ATLANTA – Mourners gathered for the funeral of Rayshard Brooks on Tuesday in Ebenezer Baptist Church, a historic Atlanta sanctuary that rose after the Civil War and Reconstruction, survived decades of Jim Crow laws, and for years served as a spiritual home for the Rev. Martin Luther King Jr.
The years weighed heavily as family and friends clad in white and wearing masks filed into the red brick church under cloudy skies, for yet another black man killed, with a white police officer accused of murder.

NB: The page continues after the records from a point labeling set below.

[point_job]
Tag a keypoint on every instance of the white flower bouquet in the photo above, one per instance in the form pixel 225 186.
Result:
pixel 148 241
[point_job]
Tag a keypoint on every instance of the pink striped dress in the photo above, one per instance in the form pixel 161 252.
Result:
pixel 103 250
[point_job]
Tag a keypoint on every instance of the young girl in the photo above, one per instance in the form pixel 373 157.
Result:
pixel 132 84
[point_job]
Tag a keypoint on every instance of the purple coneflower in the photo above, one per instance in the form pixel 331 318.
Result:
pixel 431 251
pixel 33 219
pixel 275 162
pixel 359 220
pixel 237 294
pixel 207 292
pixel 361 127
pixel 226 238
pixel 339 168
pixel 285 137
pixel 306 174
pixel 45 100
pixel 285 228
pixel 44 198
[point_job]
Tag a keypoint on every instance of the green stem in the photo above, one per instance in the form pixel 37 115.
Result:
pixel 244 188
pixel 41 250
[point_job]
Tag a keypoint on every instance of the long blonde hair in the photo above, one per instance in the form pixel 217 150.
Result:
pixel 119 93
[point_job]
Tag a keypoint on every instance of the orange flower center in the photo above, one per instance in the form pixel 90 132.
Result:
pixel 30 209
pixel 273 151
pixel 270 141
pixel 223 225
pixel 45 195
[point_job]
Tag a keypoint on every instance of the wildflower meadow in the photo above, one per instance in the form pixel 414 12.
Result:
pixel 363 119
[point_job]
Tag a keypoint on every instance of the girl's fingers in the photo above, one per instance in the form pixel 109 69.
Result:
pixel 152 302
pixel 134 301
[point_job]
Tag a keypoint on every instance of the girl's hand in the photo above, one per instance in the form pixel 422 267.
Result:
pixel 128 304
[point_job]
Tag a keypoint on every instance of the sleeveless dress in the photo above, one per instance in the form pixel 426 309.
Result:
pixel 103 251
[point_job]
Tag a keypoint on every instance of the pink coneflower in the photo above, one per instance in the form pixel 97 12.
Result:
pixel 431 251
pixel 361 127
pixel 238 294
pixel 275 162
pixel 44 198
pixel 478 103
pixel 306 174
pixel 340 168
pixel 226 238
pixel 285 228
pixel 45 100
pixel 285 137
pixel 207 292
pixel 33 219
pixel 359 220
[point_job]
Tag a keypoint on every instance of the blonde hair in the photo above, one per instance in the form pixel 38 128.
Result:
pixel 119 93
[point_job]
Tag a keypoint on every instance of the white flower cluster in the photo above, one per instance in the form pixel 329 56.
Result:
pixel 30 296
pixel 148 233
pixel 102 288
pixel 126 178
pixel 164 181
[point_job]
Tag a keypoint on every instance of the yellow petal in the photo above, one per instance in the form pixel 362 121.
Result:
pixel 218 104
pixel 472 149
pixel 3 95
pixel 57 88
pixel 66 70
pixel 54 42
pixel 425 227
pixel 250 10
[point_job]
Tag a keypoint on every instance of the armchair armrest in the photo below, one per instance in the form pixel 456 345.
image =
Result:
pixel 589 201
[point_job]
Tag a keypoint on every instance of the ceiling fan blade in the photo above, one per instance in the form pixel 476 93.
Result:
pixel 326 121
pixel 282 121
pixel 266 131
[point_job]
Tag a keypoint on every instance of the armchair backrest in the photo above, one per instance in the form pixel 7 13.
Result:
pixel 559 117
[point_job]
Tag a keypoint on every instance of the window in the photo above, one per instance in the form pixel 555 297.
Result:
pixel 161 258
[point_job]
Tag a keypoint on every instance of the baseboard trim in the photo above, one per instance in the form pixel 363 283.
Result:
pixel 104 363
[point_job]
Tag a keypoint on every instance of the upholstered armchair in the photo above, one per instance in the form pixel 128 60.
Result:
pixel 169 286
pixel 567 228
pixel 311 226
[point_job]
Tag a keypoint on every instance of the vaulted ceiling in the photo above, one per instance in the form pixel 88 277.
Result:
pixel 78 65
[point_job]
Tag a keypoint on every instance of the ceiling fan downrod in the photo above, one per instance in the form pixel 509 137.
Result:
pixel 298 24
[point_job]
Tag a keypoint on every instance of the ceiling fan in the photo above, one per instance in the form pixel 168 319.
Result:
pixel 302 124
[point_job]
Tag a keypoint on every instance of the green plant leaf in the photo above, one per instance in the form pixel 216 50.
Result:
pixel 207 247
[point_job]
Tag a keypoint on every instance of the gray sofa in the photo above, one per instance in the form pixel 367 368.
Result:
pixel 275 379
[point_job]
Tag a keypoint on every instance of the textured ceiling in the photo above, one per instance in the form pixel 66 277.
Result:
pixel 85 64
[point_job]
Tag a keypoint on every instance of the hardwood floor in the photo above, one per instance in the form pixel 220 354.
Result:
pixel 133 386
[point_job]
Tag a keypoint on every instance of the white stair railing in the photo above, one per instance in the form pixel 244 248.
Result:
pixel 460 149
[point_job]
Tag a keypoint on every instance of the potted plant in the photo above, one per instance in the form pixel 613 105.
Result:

"This did not have to happen to Rayshard," the Rev. Bernice King, a daughter of King and the CEO of the Martin Luther King Jr. Center for Nonviolent Social Change, said of Brooks, who was fatally shot June 12. King called the moment "all too familiar."
She was 5 when her father was assassinated. She wore a lacy white dress to his funeral in the same church in 1968. Fifty-two years later, she stood in the pulpit and saw Brooks' three daughters, also in white dresses.
"There's so many ways that Friday, June 12, could have ended, and a police killing did not have to be one of them. And yet here we are again," she said.
The Rev. Raphael G. Warnock, senior pastor at Ebenezer Baptist, said Brooks "is the latest high-profile casualty in the struggle for justice and a battle for the soul of America."
"This is about him, but it is much bigger than him," Warnock said.
"This country has become too accustomed and comfortable with black people dying," Warnock said.